The design and agreement by the United Nations on the 17 Sustainable Development Goals was an intense process involving delegations, politicians, civil society and scientific experts. The global academic community and its networks engaged in both advising and informing politics and in acting politically on behalf of knowledge. The United Nations 2015 Global Sustainable Development Report noted that more than 500 independent scientists, as well as experts from a number of UN agencies and affiliated organisations from all over the globe, contributed to the report’s debates on the science-policy interface. How can universities as a global network contribute with, and engage knowledge in interaction with, politics in the implementation of the SDGs?
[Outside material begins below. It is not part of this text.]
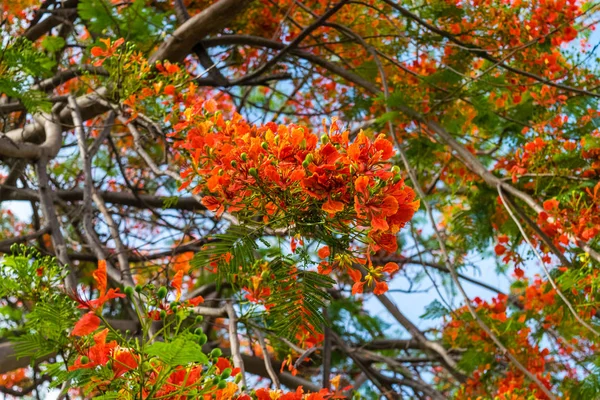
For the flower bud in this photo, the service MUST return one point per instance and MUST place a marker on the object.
(203, 339)
(226, 373)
Prime minister Erna Solberg, Government of Norway
10:45 – 11:15
11:30 – 13:00
Panel 5: The way forward for the SDGs: How can universities make a difference?
13:30 – 15:15
Dr. Dag Rune Olsen
Rector, University of Bergen (UiB).
Dr. Mukhisa Kituyi
Secretary-General, United Nation Conference on Trade and Development (UNCTAD).
Ms. Borghild Tønnesen-Krokan
Senior adviser on UN Sustainable Development Goals, The Norwegian ForUM for Development and Environment.
Mr. Jon Lomøy
Director General of the Norwegian Agency for Development Cooperation (Norad).
Dr. John-Arne Røttingen
Chief Executive, The Research Council of Norway.
Dr. Inge H. Rydland
Norwegian Ministry of Foreign Affairs (TBC)
Ms. Johanne Vaagland
MA student, Department of Administration and Organization Theory, University of Bergen (UiB).
Moderator: Professor Edvard Hviding, Department of Social Anthropology, University of Bergen (UiB).
Universities need to reform themselves as organisations, as teaching institutions, and in their research profiles. Universities need to give advice on difficult issues and take on academic controversies about how the SDGs can best be realised. Ideally, universities should contribute to the transformative shift by being a societal actor volunteering the “best argument”. How can, and should, universities build and give advice to the UN, the EU, other regional organisations, and national governments striving to implement the SDGs? How do we reform curricula to ensure that students are graduating from our institutions with the necessary SDG credentials?
15:15 – 15:30
Professor Annelin Eriksen, Vice-Rector for Global Relations, University of Bergen (UiB).